Urbanization and industrialization pulverized the structure of the family, by placing it under enormous pressures and by causing it to relegate most of its functions to outside agencies: education was taken over by schools, health - by (national or private) health plans, entertainment by television, interpersonal communication by telephony and computers, socialization by the mass media and the school system and so on.

Devoid of its traditional functions, subject to torsion and other elastic forces - the family was torn apart and gradually stripped of its meaning. The main functions left to the family unit were the provision of the comfort of familiarity (shelter) and serving as a physical venue for leisure activities.

The first role - familiarity, comfort, security, and shelter - was eroded by the global brands.

The "Home Away from Home" business concept means that multinational brands such as Coca-Cola and McDonalds foster familiarity where previously there was none. Needless to say that the etymological closeness between "family" and "familiar" is no accident. The estrangement felt by foreigners in a foreign land is, thus, alleviated, as the world is fast becoming mono-cultural.

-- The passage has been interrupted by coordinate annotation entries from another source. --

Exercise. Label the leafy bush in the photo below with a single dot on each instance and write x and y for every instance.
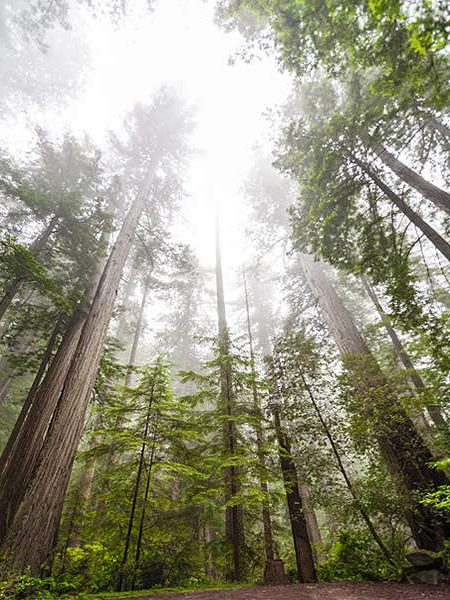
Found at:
(353, 558)
(90, 568)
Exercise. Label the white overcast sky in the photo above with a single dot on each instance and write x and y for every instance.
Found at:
(178, 43)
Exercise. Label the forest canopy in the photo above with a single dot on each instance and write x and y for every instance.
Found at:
(224, 294)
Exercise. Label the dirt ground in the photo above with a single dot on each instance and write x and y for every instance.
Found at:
(326, 591)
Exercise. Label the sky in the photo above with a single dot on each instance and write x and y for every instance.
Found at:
(177, 43)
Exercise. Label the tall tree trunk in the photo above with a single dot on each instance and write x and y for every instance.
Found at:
(137, 334)
(19, 462)
(266, 518)
(358, 504)
(234, 532)
(137, 557)
(84, 484)
(122, 333)
(437, 125)
(303, 551)
(36, 247)
(311, 520)
(45, 360)
(137, 485)
(433, 409)
(31, 538)
(432, 192)
(435, 238)
(403, 450)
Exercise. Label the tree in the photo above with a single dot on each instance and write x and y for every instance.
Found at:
(28, 545)
(404, 452)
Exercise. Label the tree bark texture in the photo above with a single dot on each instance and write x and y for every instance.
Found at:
(266, 518)
(436, 195)
(433, 409)
(234, 529)
(302, 545)
(31, 538)
(403, 450)
(435, 238)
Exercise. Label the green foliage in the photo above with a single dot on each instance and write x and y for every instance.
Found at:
(353, 557)
(19, 263)
(28, 587)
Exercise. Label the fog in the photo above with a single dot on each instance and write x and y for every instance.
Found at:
(224, 328)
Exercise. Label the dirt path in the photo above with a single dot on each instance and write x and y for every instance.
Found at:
(326, 591)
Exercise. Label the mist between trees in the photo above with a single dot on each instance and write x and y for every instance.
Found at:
(273, 408)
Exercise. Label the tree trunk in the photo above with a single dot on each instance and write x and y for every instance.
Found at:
(20, 462)
(433, 409)
(84, 485)
(303, 551)
(36, 247)
(32, 536)
(435, 238)
(136, 491)
(266, 518)
(311, 520)
(406, 456)
(234, 532)
(428, 190)
(443, 129)
(137, 334)
(12, 440)
(144, 505)
(360, 507)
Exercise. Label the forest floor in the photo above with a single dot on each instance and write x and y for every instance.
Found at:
(325, 591)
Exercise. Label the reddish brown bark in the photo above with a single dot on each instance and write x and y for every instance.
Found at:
(234, 532)
(432, 192)
(403, 450)
(33, 533)
(435, 238)
(302, 545)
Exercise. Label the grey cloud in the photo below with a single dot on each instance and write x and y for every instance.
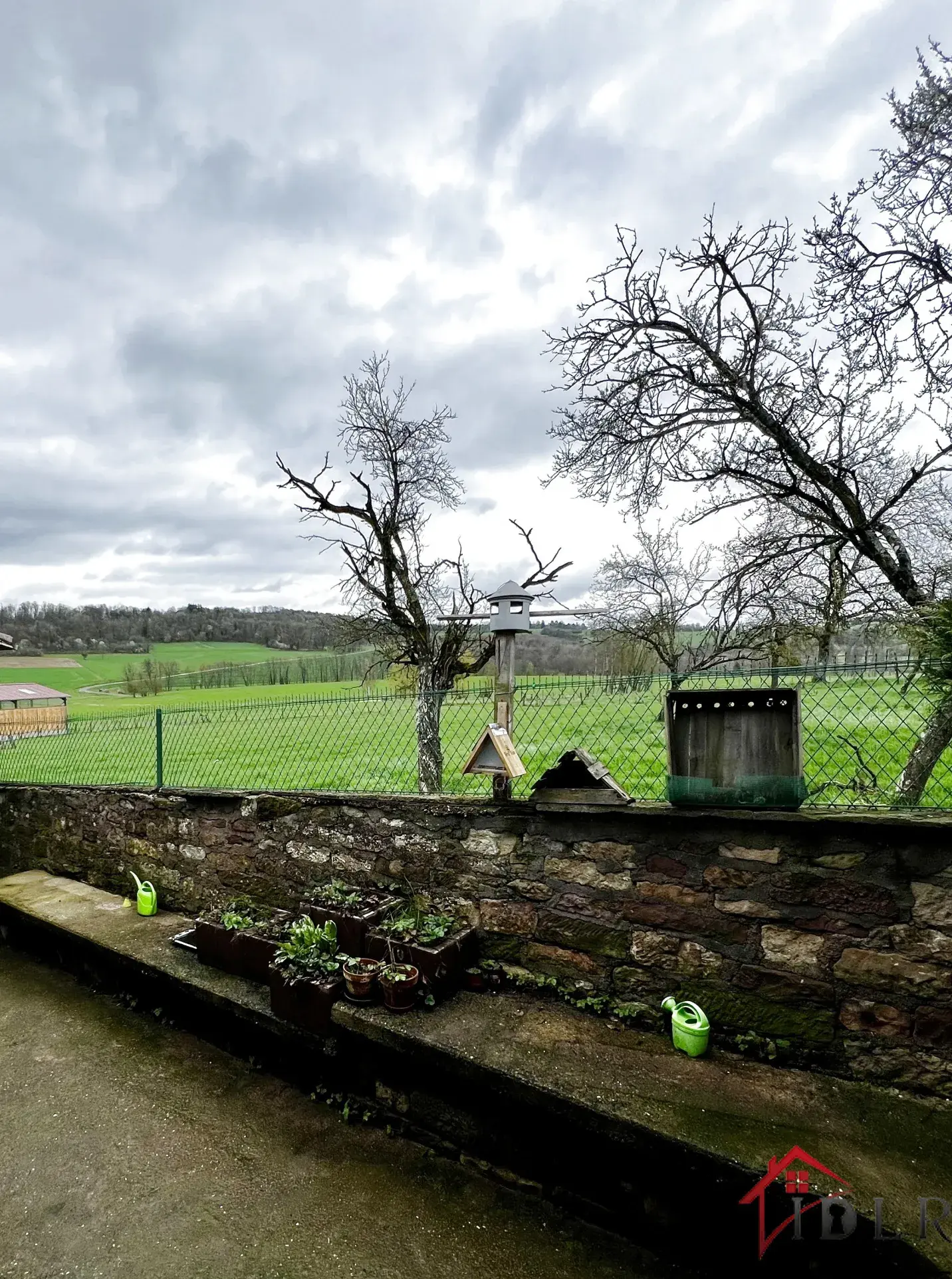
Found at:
(185, 187)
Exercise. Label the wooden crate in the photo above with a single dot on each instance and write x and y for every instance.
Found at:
(33, 721)
(735, 747)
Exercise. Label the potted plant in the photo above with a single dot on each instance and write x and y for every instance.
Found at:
(360, 976)
(398, 983)
(352, 909)
(430, 937)
(241, 938)
(305, 976)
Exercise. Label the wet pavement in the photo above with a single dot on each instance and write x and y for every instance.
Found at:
(132, 1149)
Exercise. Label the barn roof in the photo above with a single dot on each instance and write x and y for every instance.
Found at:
(26, 692)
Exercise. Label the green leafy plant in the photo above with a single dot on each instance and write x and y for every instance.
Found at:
(397, 973)
(421, 921)
(310, 953)
(236, 921)
(337, 893)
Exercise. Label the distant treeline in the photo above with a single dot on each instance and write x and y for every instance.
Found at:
(148, 678)
(116, 628)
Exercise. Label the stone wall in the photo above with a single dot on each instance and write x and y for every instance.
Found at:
(808, 939)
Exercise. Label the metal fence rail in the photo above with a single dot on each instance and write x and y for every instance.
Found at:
(859, 725)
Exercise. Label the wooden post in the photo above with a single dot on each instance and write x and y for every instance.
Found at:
(503, 691)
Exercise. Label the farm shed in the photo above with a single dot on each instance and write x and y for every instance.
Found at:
(31, 710)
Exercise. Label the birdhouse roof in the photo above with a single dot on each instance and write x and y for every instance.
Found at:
(511, 591)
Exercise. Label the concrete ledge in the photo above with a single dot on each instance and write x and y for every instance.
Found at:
(608, 1122)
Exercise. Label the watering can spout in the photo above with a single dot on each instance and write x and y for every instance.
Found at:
(690, 1028)
(146, 895)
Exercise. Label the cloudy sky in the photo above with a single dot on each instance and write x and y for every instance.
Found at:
(213, 210)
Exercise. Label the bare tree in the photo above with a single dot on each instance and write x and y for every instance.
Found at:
(884, 252)
(691, 617)
(703, 370)
(376, 517)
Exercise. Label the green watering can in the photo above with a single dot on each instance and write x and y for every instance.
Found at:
(690, 1027)
(146, 897)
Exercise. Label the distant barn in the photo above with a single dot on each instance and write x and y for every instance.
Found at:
(31, 710)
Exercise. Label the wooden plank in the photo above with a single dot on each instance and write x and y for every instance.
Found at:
(494, 754)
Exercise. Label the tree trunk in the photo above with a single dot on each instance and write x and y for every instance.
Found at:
(823, 649)
(927, 754)
(429, 747)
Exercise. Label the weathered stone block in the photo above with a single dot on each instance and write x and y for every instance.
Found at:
(592, 907)
(747, 907)
(750, 855)
(788, 948)
(654, 949)
(578, 870)
(891, 971)
(863, 1014)
(558, 962)
(694, 961)
(676, 893)
(659, 865)
(515, 917)
(833, 893)
(729, 876)
(661, 915)
(582, 935)
(636, 981)
(932, 905)
(933, 1026)
(491, 846)
(607, 851)
(920, 943)
(531, 888)
(302, 852)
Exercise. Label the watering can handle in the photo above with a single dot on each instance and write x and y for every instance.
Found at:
(699, 1012)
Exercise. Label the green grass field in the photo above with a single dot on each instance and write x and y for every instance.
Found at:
(109, 668)
(856, 739)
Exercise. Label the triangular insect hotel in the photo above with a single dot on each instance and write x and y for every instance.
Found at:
(578, 778)
(495, 755)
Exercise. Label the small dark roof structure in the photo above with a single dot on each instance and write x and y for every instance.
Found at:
(578, 778)
(30, 693)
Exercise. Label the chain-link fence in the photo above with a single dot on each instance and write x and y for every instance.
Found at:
(859, 725)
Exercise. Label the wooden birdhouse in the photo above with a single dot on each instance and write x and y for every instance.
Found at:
(578, 778)
(494, 755)
(509, 608)
(735, 749)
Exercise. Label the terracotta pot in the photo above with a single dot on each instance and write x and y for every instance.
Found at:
(304, 1003)
(352, 923)
(360, 976)
(401, 995)
(441, 965)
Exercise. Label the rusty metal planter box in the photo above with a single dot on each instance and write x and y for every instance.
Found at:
(735, 749)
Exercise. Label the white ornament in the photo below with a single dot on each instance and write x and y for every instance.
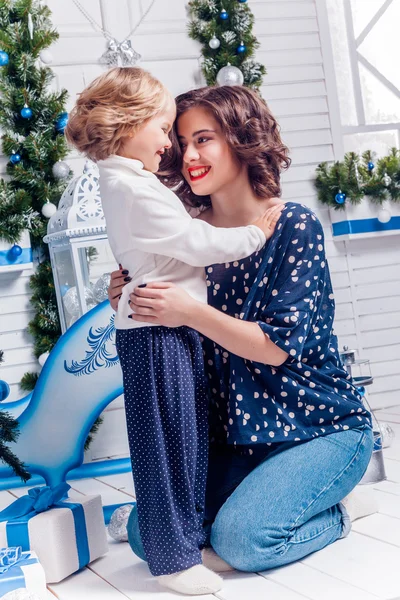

The "Family of Man" and the "Global Village" have replaced the nuclear family and the physical, historic, village. A businessman feels more at home in any Sheraton or Hilton than in the living room of his ageing parents. An academician feels more comfortable in any faculty in any university than with his own nuclear or immediate family. One's old neighborhood is a source of embarrassment rather than a fount of strength.

The family's second function - leisure activities - fell prey to the advance of the internet and digital and wireless telecommunications.

Whereas the hallmark of the classical family was that it had clear spatial and temporal coordinates - the virtual family has none. Its members can (and often do) live in different continents. They communicate by digital means. They have electronic mail (rather than the physical post office box). They have a "HOME page". They have a "webSITE".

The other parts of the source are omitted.